Quinta-feira, 14 de junho de 2012 - 11h50
Por Antônio Serpa do Amaral Filho
Um era filho Amílcar Barca e nasceu em Cartago. O outro era filho de Dionísio Xavier e nasceu no antigo Território Federal de Rondônia. O Aníbal cartaginês morreu por volta de 183 a.C. Já o Aníbal karipuna faleceu ontem, Dia dos Namorados, em pleno ano de 2012. Uma coisa em comum havia entre os dois: a guerra. Enquanto o filho de Amílcar travou batalhas homéricas com Roma, o filho de Dionísio travou peleja medonha com os mundos desconhecidos da mente. Um levava vida espartana. O outro fumou todos os cigarros do mundo, alimentando o afã de sua subjetividade andarilha. Barca foi o principal comandante cartaginês durante a Primeira Guerra Púnica.

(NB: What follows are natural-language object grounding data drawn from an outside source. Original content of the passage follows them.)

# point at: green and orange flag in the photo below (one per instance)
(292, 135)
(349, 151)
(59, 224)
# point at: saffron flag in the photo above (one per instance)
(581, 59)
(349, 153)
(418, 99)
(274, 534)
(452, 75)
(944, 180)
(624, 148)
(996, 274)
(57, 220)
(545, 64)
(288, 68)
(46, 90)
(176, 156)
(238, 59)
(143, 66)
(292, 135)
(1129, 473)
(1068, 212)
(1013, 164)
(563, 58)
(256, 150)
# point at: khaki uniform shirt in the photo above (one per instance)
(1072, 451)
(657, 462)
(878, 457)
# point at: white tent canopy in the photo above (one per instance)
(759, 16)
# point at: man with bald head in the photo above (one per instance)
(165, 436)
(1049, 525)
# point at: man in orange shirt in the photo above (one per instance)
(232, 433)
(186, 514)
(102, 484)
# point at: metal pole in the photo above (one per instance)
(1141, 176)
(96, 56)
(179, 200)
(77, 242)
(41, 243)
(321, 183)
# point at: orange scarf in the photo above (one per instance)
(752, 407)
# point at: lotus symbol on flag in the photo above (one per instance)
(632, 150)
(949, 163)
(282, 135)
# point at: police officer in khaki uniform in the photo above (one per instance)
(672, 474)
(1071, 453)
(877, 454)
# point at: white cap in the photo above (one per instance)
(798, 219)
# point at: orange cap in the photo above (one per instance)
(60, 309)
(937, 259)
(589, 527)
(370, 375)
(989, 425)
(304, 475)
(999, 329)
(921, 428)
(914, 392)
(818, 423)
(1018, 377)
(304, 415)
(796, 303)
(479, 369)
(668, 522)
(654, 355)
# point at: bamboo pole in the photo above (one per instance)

Dionísio Xavier foi vereador da primeira legislatura da Câmara Municipal de Porto Velho.
Quem vai embora deixa sempre uma história de vida para os que ficam; história que, no vazio da ausência, vai sendo desvendada aos poucos como se fosse um novelo de lã sendo homeopaticamente consumido pela feitora de um bordado.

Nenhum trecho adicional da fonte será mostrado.